Reconciliation Web Service
by Friedrich Lindenberg
Nomenklatura de-duplicates and integrates different names for entities - people, organisations or public bodies - to help you clean up messy data and to find links between different datasets. The service will create references for all entities mentioned in a source dataset. It then helps you to define which of these entities are duplicates and what the canonical name for a given entity should be. This information is available in data cleaning tools like OpenRefine or in custom data processing scripts, so that you can automatically apply existing mappings in the future. The focus of nomenklatura is on data integration, it does not provide further functionality with regards to the people and organisations that it helps to keep track of.

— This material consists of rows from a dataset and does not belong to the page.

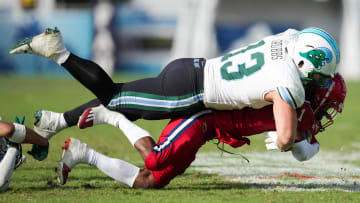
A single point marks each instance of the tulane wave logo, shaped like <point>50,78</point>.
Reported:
<point>318,57</point>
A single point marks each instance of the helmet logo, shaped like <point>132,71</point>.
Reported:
<point>318,57</point>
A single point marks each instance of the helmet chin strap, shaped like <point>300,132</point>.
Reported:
<point>325,97</point>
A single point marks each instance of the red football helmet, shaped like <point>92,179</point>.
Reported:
<point>328,101</point>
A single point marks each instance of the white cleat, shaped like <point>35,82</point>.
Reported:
<point>48,44</point>
<point>48,123</point>
<point>74,152</point>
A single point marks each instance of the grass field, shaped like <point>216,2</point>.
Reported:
<point>332,176</point>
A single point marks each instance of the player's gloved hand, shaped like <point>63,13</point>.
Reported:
<point>39,152</point>
<point>22,121</point>
<point>270,140</point>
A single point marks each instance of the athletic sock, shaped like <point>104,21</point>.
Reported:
<point>130,130</point>
<point>7,167</point>
<point>117,169</point>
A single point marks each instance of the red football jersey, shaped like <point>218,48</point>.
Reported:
<point>232,127</point>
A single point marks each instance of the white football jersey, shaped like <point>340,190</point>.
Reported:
<point>242,77</point>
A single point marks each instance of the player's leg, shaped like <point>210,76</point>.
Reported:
<point>18,133</point>
<point>50,45</point>
<point>7,166</point>
<point>48,123</point>
<point>180,141</point>
<point>176,92</point>
<point>76,152</point>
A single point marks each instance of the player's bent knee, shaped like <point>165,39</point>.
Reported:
<point>6,130</point>
<point>144,180</point>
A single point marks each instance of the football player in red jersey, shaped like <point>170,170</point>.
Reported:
<point>181,138</point>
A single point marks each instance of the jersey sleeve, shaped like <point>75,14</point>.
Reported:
<point>292,96</point>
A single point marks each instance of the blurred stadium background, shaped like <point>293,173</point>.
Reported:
<point>141,36</point>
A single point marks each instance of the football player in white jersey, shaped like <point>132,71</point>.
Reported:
<point>270,71</point>
<point>11,137</point>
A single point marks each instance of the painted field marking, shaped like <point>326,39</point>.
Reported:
<point>280,171</point>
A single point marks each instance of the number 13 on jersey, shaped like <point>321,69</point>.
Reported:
<point>242,70</point>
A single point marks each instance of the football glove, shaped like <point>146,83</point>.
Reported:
<point>39,152</point>
<point>270,140</point>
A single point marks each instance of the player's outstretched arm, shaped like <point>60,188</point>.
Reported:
<point>285,120</point>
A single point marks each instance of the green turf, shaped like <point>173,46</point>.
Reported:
<point>35,181</point>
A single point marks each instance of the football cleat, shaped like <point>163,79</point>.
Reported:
<point>48,44</point>
<point>74,152</point>
<point>48,123</point>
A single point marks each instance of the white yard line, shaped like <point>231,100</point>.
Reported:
<point>275,170</point>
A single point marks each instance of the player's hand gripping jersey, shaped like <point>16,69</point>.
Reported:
<point>242,77</point>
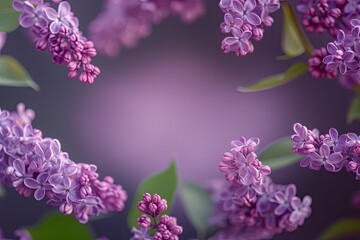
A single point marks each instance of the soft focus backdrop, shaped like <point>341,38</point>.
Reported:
<point>174,97</point>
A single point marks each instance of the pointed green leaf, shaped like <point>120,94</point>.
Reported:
<point>56,226</point>
<point>12,74</point>
<point>279,155</point>
<point>354,110</point>
<point>9,18</point>
<point>163,183</point>
<point>197,205</point>
<point>342,228</point>
<point>276,80</point>
<point>291,39</point>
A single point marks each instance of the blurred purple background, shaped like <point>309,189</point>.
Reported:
<point>174,97</point>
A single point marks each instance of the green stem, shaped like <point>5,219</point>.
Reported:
<point>304,40</point>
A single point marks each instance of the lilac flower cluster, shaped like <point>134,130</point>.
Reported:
<point>22,234</point>
<point>123,23</point>
<point>330,150</point>
<point>245,19</point>
<point>344,55</point>
<point>2,40</point>
<point>58,31</point>
<point>330,15</point>
<point>317,68</point>
<point>36,166</point>
<point>249,205</point>
<point>164,225</point>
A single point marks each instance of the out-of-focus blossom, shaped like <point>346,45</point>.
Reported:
<point>123,23</point>
<point>2,40</point>
<point>327,15</point>
<point>330,150</point>
<point>245,19</point>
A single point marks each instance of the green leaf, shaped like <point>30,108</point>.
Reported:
<point>291,39</point>
<point>56,226</point>
<point>279,155</point>
<point>12,74</point>
<point>198,206</point>
<point>342,228</point>
<point>9,18</point>
<point>354,110</point>
<point>276,80</point>
<point>163,183</point>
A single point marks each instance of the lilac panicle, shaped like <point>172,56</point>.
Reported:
<point>2,40</point>
<point>332,151</point>
<point>58,31</point>
<point>21,234</point>
<point>248,205</point>
<point>152,207</point>
<point>344,55</point>
<point>328,15</point>
<point>122,24</point>
<point>317,68</point>
<point>245,19</point>
<point>36,166</point>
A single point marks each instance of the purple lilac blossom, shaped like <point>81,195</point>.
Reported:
<point>22,234</point>
<point>36,166</point>
<point>248,205</point>
<point>245,19</point>
<point>123,23</point>
<point>332,151</point>
<point>2,40</point>
<point>152,207</point>
<point>58,31</point>
<point>342,55</point>
<point>273,212</point>
<point>317,68</point>
<point>328,15</point>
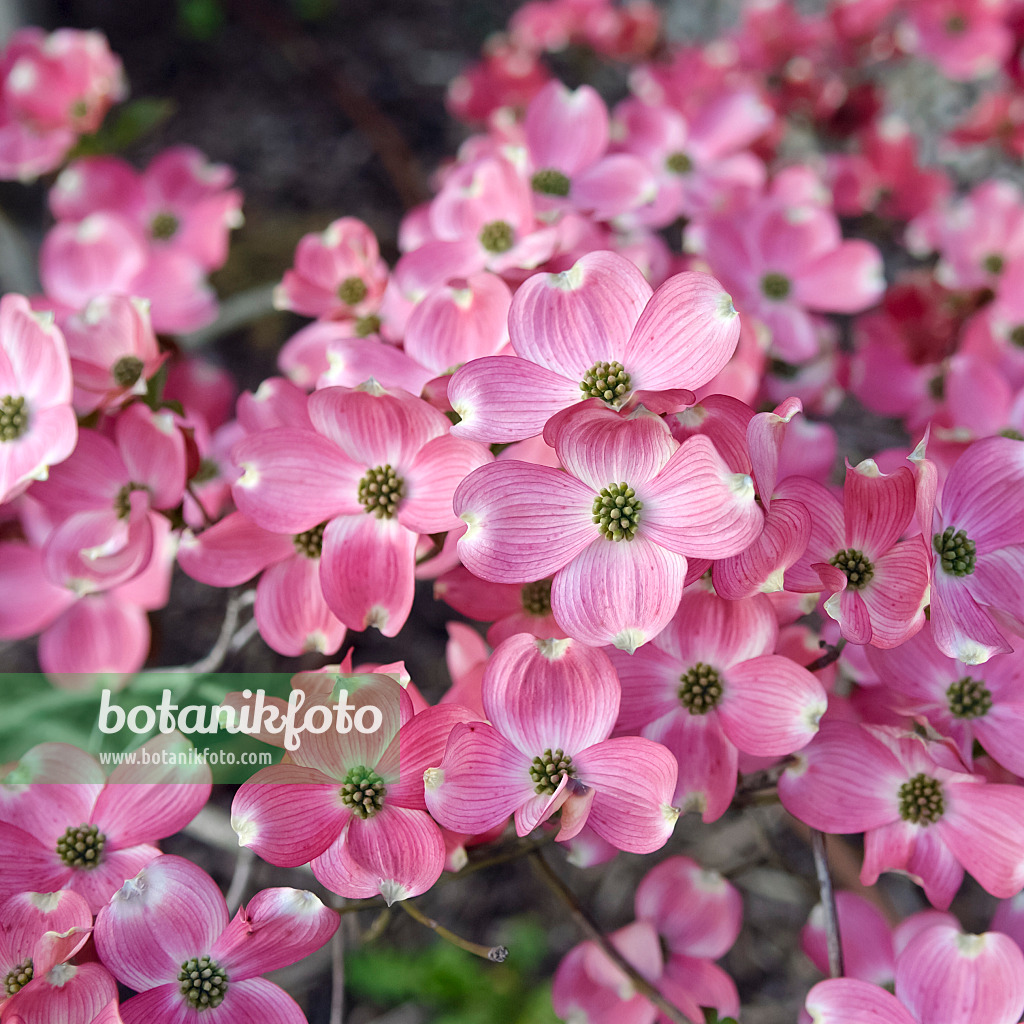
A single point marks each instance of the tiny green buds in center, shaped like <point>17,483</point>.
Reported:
<point>547,770</point>
<point>969,697</point>
<point>203,983</point>
<point>550,182</point>
<point>606,380</point>
<point>700,689</point>
<point>857,568</point>
<point>955,550</point>
<point>616,512</point>
<point>164,226</point>
<point>679,163</point>
<point>13,418</point>
<point>364,792</point>
<point>921,800</point>
<point>380,492</point>
<point>497,237</point>
<point>127,371</point>
<point>536,597</point>
<point>775,286</point>
<point>17,977</point>
<point>81,846</point>
<point>310,543</point>
<point>351,291</point>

Nomenklatura is a simple service that makes it easy to maintain a canonical list of entities such as persons, companies or event streets and to match messy input, such as their names against that canonical list – for example, matching Acme Widgets, Acme Widgets Inc and Acme Widgets Incorporated to the canonical "Acme Widgets".

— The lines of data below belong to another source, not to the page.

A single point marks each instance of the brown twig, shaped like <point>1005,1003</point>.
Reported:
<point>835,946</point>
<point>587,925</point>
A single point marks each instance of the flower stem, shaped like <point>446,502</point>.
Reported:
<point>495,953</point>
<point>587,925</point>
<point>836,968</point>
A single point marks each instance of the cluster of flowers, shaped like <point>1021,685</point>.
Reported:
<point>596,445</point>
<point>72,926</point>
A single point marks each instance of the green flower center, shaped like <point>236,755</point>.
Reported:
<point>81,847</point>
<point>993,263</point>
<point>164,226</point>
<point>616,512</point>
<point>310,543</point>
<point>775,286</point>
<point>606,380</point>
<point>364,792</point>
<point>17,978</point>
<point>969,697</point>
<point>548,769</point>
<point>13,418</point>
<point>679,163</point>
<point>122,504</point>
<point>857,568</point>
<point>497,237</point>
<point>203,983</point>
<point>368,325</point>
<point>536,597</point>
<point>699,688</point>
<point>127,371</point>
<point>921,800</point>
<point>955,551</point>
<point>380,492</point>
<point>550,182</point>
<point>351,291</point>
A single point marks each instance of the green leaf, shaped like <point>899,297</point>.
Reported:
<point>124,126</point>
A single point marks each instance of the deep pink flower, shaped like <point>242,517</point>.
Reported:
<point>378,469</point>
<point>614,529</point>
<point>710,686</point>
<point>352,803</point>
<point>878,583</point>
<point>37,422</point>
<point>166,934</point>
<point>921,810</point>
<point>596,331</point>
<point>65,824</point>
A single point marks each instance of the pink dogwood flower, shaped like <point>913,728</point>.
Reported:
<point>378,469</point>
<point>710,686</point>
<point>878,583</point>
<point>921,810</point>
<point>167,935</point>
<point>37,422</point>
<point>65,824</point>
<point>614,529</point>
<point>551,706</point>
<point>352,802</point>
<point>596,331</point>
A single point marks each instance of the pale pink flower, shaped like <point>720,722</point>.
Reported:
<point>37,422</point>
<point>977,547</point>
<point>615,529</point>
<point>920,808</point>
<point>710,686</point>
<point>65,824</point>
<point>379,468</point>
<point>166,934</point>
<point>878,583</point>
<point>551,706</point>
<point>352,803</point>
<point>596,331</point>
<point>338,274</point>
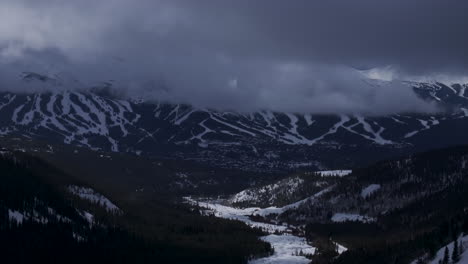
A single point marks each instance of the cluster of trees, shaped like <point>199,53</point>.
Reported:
<point>431,194</point>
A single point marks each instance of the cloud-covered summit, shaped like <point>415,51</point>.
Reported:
<point>282,55</point>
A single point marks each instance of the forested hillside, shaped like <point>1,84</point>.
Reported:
<point>41,220</point>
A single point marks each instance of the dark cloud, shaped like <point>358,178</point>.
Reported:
<point>284,55</point>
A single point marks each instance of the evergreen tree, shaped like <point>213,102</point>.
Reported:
<point>455,254</point>
<point>446,256</point>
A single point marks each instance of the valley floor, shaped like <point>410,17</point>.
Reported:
<point>288,247</point>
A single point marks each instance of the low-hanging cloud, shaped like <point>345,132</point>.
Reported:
<point>245,55</point>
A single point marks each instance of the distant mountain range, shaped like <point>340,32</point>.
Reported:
<point>263,140</point>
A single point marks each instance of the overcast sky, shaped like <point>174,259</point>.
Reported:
<point>297,55</point>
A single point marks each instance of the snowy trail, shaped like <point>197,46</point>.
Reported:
<point>286,245</point>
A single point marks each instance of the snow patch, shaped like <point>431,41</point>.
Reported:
<point>370,190</point>
<point>94,197</point>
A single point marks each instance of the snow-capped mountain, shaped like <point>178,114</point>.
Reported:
<point>262,140</point>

With Nomenklatura its a matters of minutes to set up your own set of master data to match against and it provides a simple user interface and API which you can then use do matching (the API is compatible with Open Refine's reconciliation function).
Nomenklatura can not only store the master set of entities you want to match against but also will learn and record the various aliases for a given entity - such as a person, organisation or place - may have in various datasets.